IOT boxes can't be on open ports, because these are discovered by sniffers almost immediately, due to back doors and vulnerabilities which cannot be fixed ... so their "internet access" can only be as a client, calling up some server, and hidden behind a NAT router.
I am not convinced of this argument. For an IoT box, you ought to be able to limit the "attack surface" to a manageable size, with or without "full TLS support."
To some extent, I think it's a myth spread by the "IoT Server/Service" vendors (for obvious reasons.)
And laziness by IoT developers. "We'll just run linux! That'll make it all easy!" :-(
(For instance, are their any known attacks for the WizNet embedded TCP chips?
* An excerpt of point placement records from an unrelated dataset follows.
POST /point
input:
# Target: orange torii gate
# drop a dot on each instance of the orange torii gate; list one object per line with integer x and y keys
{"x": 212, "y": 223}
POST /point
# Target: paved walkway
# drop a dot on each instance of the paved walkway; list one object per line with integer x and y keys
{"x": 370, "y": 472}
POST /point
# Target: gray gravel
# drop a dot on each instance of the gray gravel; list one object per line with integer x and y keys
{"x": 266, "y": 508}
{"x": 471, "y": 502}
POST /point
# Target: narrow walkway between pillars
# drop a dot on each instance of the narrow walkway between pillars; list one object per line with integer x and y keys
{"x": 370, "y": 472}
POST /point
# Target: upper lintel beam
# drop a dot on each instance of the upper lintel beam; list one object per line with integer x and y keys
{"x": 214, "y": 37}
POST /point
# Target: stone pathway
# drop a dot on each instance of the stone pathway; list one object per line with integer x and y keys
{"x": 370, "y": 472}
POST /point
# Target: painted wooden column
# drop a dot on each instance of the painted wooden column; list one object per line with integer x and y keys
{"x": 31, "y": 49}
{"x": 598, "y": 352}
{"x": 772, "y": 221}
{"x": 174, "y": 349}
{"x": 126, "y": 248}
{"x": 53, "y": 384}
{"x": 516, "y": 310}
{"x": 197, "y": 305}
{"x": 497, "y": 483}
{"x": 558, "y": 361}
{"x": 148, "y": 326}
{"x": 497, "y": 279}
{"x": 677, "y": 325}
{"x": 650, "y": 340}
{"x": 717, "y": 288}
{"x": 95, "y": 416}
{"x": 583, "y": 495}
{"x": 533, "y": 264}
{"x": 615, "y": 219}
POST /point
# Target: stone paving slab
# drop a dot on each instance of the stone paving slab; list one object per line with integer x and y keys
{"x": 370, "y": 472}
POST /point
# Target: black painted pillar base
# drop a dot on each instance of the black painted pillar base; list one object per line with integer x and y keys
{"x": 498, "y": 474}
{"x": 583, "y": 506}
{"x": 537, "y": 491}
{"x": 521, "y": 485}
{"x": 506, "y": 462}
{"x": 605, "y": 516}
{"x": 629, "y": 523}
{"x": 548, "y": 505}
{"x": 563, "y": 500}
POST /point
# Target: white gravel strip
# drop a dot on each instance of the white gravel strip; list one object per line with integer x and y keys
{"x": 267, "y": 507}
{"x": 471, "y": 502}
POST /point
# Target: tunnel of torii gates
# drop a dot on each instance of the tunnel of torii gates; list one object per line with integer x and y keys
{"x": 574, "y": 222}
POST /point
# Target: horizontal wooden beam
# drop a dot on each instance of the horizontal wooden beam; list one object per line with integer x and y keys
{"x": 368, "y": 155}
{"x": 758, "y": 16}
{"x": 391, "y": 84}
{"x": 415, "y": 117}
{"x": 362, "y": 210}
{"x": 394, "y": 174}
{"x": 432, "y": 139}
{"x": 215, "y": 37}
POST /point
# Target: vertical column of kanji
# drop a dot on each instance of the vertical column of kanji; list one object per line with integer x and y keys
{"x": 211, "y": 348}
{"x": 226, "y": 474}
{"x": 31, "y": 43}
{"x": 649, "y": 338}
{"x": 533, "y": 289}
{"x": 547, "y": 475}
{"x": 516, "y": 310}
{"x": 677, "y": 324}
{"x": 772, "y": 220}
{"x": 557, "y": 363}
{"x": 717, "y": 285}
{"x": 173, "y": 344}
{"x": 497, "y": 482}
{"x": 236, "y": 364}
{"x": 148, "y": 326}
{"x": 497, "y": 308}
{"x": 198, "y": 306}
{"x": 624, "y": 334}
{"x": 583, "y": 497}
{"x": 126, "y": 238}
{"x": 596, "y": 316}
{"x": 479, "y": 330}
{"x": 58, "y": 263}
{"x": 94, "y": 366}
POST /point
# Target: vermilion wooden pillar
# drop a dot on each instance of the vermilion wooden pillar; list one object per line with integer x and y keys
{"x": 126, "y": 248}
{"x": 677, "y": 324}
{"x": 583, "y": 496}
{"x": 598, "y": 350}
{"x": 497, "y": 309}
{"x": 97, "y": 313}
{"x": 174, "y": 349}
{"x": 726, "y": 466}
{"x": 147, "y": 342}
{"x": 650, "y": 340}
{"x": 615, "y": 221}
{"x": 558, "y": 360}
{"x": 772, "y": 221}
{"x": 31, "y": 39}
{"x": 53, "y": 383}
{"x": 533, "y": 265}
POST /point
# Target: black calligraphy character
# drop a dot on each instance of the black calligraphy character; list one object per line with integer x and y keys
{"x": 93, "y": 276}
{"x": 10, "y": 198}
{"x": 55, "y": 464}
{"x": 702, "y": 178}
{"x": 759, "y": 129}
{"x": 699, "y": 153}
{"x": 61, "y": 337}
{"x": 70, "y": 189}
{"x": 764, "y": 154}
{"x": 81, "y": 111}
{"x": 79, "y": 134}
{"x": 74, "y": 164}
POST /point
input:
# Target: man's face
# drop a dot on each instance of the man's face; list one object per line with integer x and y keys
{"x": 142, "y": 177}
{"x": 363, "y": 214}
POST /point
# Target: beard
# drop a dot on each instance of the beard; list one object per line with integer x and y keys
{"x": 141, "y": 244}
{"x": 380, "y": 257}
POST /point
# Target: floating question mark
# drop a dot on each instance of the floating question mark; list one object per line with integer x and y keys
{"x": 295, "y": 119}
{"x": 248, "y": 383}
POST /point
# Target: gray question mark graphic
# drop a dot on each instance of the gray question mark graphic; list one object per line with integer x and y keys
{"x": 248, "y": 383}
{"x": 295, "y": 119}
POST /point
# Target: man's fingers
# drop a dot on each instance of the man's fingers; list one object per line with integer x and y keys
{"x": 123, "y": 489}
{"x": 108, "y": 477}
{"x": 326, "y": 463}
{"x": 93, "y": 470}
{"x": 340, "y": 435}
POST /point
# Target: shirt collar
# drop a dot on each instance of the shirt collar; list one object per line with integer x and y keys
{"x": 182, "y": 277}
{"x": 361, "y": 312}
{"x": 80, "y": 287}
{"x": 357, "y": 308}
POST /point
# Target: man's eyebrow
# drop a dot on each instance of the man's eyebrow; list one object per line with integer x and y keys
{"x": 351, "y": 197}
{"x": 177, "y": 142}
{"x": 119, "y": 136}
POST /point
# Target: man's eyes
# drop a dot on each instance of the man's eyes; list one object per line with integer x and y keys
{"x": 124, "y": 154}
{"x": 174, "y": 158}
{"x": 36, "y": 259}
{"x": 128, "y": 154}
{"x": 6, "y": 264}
Or the default ESP8266 AT-based TCP connections? (DoS doesn't count.))
Sure, if you are making devices with NASA or Google levels of engineering, you can be fairly sure you have built a box that isn't vulnerable, at least to a trivial exploit. It's not laziness, it's the engineering tradeoff of having to build a working product you can sell for $30 on Amazon, there just isn't time or money available to hire high quality engineers and for them to put the time into security engineering or evaluation. So that's not the situation with cheap consumer electronics that are built out of half-assed example code stuck together with scotch tape. Chances are very high that some kind of vulnerability exists, since the engineering against them hasn't been done, and then because of the nature of the product, it's often unlikely to get fixed.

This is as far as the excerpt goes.